Claude Session History and Context Synthesis

Summary

The process of identifying, extracting, and normalizing project history from Claude Code and Claude.ai to build the Sokrates knowledge graph. This workflow involves locating local session transcripts, exporting cloud-based conversations, and preparing them for multi-agent processing into structured markdown.

Details

The Sokrates project utilizes a systematic approach to capture developer intent and architectural decisions by harvesting session data from the Claude ecosystem. This data serves as the primary source for the project’s internal wiki and Neo4j-backed knowledge graph.

Claude Code Local Storage

Claude Code stores session history locally on the developer’s machine.
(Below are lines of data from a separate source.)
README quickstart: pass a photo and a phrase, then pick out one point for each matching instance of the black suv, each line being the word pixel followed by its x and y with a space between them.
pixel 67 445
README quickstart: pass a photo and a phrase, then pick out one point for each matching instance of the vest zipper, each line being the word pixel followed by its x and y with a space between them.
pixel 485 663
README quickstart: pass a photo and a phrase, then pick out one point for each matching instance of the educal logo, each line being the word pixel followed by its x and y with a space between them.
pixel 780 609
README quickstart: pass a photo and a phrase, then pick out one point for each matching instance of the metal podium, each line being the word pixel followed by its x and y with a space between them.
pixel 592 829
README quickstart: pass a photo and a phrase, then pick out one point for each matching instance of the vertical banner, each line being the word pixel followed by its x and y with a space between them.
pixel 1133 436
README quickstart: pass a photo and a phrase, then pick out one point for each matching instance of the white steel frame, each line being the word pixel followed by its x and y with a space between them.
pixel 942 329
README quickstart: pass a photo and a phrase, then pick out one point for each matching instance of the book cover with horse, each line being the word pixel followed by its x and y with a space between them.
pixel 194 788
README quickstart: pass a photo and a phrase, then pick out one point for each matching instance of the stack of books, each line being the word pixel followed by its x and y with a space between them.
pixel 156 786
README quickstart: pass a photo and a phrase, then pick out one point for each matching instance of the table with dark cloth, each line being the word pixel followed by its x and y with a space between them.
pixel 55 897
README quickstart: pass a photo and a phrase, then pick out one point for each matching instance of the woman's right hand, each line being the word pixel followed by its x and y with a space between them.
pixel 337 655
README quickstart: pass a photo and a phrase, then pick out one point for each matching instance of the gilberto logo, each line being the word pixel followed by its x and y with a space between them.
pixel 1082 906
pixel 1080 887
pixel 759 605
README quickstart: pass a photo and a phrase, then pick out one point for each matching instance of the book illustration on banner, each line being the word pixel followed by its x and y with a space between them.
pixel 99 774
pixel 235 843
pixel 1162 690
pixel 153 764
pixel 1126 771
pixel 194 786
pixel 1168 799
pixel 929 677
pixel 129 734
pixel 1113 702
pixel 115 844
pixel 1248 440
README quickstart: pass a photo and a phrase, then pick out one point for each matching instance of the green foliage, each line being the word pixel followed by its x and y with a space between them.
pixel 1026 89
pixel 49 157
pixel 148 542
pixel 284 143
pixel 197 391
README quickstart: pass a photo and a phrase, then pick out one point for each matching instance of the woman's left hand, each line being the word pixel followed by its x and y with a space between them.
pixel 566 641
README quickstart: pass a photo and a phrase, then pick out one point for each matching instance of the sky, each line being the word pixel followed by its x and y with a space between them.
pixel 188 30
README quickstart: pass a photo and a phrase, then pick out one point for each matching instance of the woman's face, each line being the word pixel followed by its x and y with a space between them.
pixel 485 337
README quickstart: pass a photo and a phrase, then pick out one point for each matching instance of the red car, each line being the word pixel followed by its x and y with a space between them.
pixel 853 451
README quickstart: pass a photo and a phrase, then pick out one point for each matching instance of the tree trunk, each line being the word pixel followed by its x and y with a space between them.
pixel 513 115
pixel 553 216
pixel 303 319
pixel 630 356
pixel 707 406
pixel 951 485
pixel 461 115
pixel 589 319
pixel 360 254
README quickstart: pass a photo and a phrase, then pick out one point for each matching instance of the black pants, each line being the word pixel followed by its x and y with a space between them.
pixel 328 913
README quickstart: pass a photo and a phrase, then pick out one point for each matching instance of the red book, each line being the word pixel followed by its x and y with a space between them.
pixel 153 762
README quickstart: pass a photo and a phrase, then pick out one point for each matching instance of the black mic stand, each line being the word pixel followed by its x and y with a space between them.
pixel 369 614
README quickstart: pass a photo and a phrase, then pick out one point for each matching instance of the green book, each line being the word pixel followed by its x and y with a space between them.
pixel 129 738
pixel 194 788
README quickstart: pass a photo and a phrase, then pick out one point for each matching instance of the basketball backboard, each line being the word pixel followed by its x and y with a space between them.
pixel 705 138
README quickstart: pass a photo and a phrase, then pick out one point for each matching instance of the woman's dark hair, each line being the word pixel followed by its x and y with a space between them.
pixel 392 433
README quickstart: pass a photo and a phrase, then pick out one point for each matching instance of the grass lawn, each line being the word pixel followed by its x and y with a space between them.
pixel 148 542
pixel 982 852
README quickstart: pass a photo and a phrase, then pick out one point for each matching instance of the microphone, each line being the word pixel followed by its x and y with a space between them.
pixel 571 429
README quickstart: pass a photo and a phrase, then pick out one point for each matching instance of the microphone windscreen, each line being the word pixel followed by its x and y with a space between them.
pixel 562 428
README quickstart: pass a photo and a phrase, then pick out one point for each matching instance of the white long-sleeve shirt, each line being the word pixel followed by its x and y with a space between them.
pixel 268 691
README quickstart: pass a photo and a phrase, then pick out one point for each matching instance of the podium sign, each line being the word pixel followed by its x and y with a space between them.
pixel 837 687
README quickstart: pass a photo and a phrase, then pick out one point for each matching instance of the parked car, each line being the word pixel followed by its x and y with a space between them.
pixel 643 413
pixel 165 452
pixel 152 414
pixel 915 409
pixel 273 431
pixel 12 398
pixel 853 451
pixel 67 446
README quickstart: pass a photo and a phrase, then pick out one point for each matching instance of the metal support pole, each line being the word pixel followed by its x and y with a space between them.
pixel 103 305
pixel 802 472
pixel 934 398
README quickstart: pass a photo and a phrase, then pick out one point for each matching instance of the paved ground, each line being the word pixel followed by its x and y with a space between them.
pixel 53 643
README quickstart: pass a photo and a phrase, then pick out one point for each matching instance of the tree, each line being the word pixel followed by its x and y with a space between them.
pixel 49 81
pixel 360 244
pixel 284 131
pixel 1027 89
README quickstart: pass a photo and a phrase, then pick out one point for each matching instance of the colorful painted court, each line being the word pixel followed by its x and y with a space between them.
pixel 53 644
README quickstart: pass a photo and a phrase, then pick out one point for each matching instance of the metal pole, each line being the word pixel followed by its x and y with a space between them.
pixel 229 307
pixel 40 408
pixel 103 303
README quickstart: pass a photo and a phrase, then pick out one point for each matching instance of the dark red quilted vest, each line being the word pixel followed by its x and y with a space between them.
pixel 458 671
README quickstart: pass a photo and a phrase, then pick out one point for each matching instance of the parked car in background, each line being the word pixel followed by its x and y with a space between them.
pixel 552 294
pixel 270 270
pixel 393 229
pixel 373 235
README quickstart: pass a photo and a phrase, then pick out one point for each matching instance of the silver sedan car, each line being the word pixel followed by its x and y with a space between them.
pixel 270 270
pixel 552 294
The primary storage location is within the user’s home directory under ~/.claude/. The structure is organized by project paths, where the path to the project root is slugified to create a unique directory name.

For the Sokrates project located at /home/rationallyprime/projects/sokrates, the transcripts are stored at: ~/.claude/projects/-home-rationallyprime-projects-sokrates/

The storage schema includes:

  • <uuid>.jsonl files: Individual session transcripts stored in JSON Lines format, where each line represents a single message or tool interaction.
  • <uuid>/ directories: Folders containing auxiliary session data, such as task lists, plans, and intermediate agent states.
  • memory/ directory: A project-specific location for the Claude Code auto-memory system, which persists across sessions but is distinct from the raw transcripts.
  • ~/.claude/history.jsonl: A global index file that tracks session metadata across all projects on the machine.

Context Extraction Workflow

The synthesis process follows a multi-step pipeline to consolidate disparate data sources:

  1. Local Extraction: Session .jsonl files are copied from the ~/.claude directory into a dedicated, git-ignored docs/ directory within the project repository.
  2. Cloud Export: Conversations from the Claude.ai web interface are exported in JSON format. JSON is preferred over Markdown or plain text for these exports to maintain parity with the local .jsonl structure, ensuring easier parsing by downstream agents.
  3. Normalization and Processing: The combined dataset (local transcripts and cloud exports) is processed using a “team of agents” approach. This involves utilizing high-reasoning models (Claude 3.5 Sonnet) for synthesis and high-throughput models (such as Gemini 1.5 Flash) for initial data cleaning and chunking.
  4. Wiki Generation: The processed data is transformed into structured Markdown files. These files are initially organized within an Obsidian vault to visualize the knowledge graph before being finalized as a wiki for the Sokrates team.

This process ensures that “ephemeral” developer conversations are converted into “persistent” organizational knowledge, adhering to the project’s goal of creating an AI-augmented operations department.